Singapore will require all of the city-state's aircraft operators —both passenger and cargo services — to ping the location of all their aircraft every 15 minutes throughout flights.
"This move is consistent with the International Civil Aviation Organization's (ICAO) plans to require a 15-minute standard for normal flight tracking by November 2018," the Civil Aviation Authority of Singapore (CAAS) said in a press release Friday. "Also, we will impose this requirement on our airlines flying over any area, which is more comprehensive than the ICAO requirement which is only for aircraft flying over oceanic areas."
The new rules will apply to all passenger aircraft of more than 27,000 kg and carrying more than 19 passengers and cargo aircraft larger than 45,500 kg.
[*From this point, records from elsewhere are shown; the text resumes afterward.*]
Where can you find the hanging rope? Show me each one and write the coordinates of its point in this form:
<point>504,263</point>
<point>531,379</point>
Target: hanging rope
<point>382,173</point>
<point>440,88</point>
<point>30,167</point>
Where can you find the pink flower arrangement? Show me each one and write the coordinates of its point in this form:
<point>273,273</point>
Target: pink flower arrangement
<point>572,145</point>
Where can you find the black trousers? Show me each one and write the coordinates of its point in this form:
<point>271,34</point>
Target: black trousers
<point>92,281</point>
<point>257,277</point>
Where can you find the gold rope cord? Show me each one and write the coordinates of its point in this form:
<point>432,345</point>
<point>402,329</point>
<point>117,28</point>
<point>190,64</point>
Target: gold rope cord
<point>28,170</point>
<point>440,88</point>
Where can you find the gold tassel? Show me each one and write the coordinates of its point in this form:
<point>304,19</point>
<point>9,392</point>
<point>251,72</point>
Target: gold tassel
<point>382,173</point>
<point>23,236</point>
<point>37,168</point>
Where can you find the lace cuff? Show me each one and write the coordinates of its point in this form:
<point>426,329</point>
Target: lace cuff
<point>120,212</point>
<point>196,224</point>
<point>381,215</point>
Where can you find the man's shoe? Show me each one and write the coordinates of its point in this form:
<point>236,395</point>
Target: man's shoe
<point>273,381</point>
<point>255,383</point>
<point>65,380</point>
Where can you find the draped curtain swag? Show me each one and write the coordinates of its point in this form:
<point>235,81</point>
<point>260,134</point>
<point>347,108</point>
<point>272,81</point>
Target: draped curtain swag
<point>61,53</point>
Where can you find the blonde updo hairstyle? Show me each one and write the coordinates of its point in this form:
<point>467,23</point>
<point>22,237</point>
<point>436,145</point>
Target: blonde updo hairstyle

The requirements will allow airlines to track their planes either manually or automatically from July 1 of this year, but they must all switch to automatic tracking by November 8, 2018.
The rules may not apply much burden on Singapore-flagged passenger carriers.
Singapore Airlines is already in compliance with the new rules, Captain C.E. Quay, the carrier's acting senior vice president of flight operations said in the release.
Tigerair Singapore, which is majority owned by Singapore Airlines, is working with CAAS to better track its planes, the release said.
Ensuring airlines know where their planes are became a hot-button issue after Malaysia Airlines flight MH370, bound from Kuala Lumpur to Beijing, vanished with barely a trace nearly two years ago.
The flight is believed to have crashed into the Indian Ocean, diverting far off course for unknown reasons. But a dearth of tracking data has made finding the crash site difficult, with more than 60,000 square kilometers already searched to no avail.
Late last year, a piece of debris determined to be from the plane was discovered on Reunion Island, while earlier this month, another piece that may also be wreckage was found in Mozambique.